The leadership in both parties is talking about raising the debt ceiling in “when” not “if” terms, even if they don’t agree yet on how to get to that result. That’s a good thing. The debt ceiling was raised repeatedly by Republicans under President George W. Bush; it’s silly that his party can’t collaborate with a Democratic president to do the same thing.
The better news would be the embrace of a broader tax reform plan, similar — we hope — to a landmark 1986 law fashioned by President Ronald Reagan and Democrats in Congress. In exchange for closing loopholes, it lowered overall tax rates.

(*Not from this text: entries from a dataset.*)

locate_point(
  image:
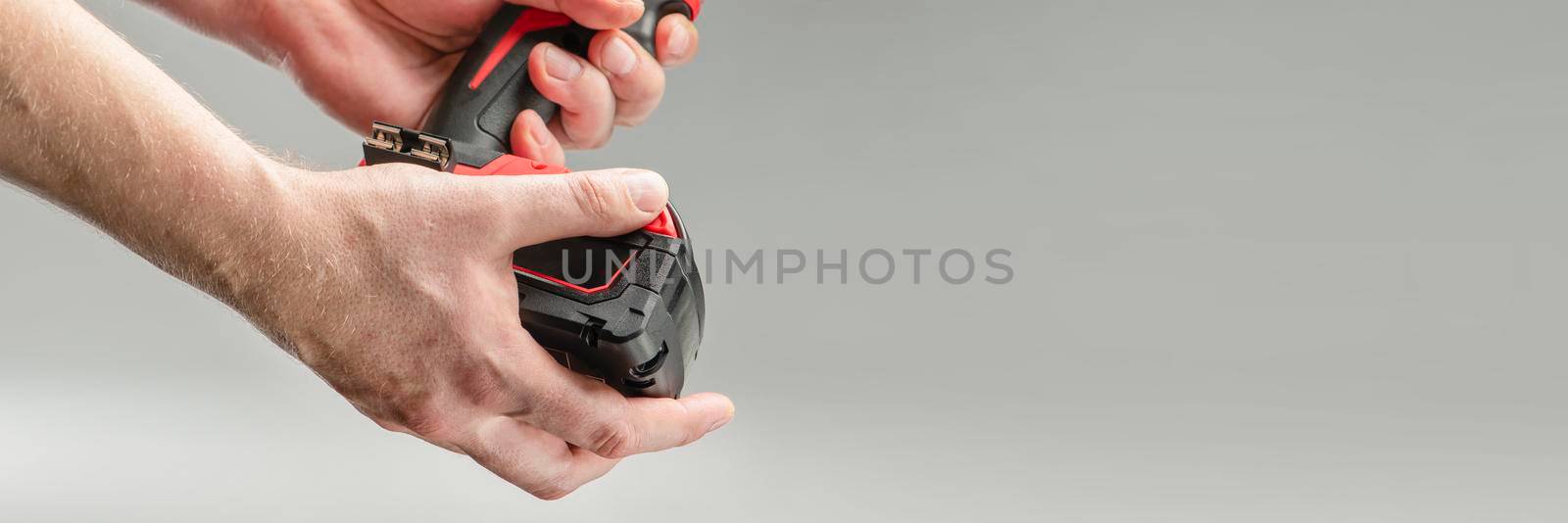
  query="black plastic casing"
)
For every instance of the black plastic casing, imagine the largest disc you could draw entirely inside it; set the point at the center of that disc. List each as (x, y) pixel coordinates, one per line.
(635, 326)
(640, 332)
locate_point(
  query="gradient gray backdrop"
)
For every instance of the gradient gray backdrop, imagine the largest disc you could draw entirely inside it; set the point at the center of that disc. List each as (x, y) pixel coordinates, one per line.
(1277, 262)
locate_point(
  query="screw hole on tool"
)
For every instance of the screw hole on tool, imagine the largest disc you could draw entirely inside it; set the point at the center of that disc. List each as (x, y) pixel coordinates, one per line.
(648, 368)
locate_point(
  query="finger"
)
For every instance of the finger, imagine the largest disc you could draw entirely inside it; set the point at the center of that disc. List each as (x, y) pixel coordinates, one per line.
(600, 15)
(537, 209)
(587, 102)
(635, 78)
(532, 459)
(676, 41)
(592, 415)
(532, 138)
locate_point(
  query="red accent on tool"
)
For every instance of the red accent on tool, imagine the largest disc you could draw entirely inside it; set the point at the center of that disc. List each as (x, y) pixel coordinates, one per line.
(530, 21)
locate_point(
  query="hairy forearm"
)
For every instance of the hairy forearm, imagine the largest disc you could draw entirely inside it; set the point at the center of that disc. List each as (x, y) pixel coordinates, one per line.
(98, 128)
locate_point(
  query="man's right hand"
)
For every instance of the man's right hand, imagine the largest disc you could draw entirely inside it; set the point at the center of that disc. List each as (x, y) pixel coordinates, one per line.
(394, 284)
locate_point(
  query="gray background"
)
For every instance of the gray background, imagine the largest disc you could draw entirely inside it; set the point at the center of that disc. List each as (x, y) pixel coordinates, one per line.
(1277, 262)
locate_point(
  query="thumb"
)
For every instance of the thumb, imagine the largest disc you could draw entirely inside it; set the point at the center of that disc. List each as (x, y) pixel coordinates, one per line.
(546, 207)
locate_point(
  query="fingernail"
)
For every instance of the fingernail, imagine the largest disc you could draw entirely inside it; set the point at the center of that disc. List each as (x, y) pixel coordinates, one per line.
(618, 57)
(720, 423)
(648, 190)
(562, 66)
(679, 39)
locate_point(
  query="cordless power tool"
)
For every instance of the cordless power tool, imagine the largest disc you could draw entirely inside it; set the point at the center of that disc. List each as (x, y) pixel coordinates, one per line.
(626, 310)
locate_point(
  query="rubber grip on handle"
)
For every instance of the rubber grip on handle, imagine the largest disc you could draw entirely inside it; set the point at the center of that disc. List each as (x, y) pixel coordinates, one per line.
(491, 85)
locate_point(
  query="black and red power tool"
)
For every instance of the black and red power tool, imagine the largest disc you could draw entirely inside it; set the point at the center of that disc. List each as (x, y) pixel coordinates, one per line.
(626, 310)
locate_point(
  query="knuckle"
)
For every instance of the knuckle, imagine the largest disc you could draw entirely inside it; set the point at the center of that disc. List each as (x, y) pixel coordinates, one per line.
(427, 420)
(593, 196)
(553, 489)
(613, 439)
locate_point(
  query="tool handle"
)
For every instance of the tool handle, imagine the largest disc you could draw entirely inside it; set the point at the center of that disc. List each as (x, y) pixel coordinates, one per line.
(491, 85)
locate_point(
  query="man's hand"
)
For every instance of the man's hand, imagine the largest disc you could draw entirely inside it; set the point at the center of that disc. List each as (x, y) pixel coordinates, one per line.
(386, 60)
(391, 282)
(394, 284)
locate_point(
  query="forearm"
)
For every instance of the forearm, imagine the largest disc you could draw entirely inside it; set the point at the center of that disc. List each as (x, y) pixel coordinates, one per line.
(98, 128)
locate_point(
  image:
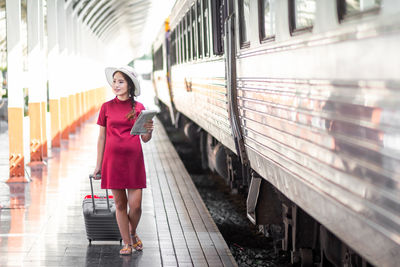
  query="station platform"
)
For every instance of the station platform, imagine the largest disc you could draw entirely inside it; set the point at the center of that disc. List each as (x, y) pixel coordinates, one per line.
(43, 225)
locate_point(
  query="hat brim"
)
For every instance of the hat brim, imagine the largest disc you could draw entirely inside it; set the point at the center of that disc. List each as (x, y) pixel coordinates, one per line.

Why don’t we have the same system now?
Because since then, every year, special interests lobby for preferences in the tax code for this industry or that economic activity. Like barnacles on the hull of a sailing ship, these tax giveaways gradually erode the efficiency of the whole machine. The powerful win, and the broad economy that most of us live in loses under today’s tax code.
The Republican leader in the Senate, Mitch McConnell of Kentucky, said the GOP and the president favor a broad tax reform. It is “long overdue,” McConnell said.
We agree, although it’s hard at this point to see a path forward that the warring parties will agree on.
It will take some time and might not be done in every detail before the 2012 election. But that everyone recognizes the problem is grounds for a bit of optimism.